Although the mechanisms of vasospasm are unknown, the PD-1/programmed cell death pathway downregulates the proatherogenic T cell response, and its inhibition increases atherosclerotic plaques associated with an increase in T cells and macrophages (6,7). Thus, these mechanisms may also be related to vasospasm of mild atherosclerosis due to nivolumab treatment.

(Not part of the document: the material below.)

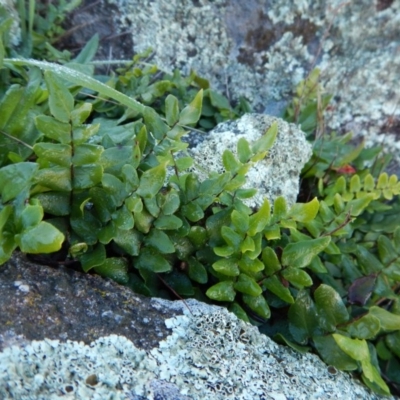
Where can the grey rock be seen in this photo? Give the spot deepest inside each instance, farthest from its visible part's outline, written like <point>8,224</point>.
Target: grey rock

Furthermore, before the nivolumab treatment, the present patient had received several types of chemotherapies, including 5-fluorourcil and cisplatin, which can induce endothelial injury (8). Thus, vasospasm by nivolumab may be related to such chemotherapy-induced vascular damage.

Further studies are needed to elucidate the precise mechanism as well as the incidence rate, inducing factors, and patients’ characteristics of vasospasm related to ICIs.

In conclusion, we should consider vasospastic angina and other cardiovascular irAEs in patients with chest pain after initiating therapy with ICIs. Recommended investigations include CAG, including vasospasm provocation test, as well as cardiac MRI.

The authors state that they have no Conflict of Interest (COI).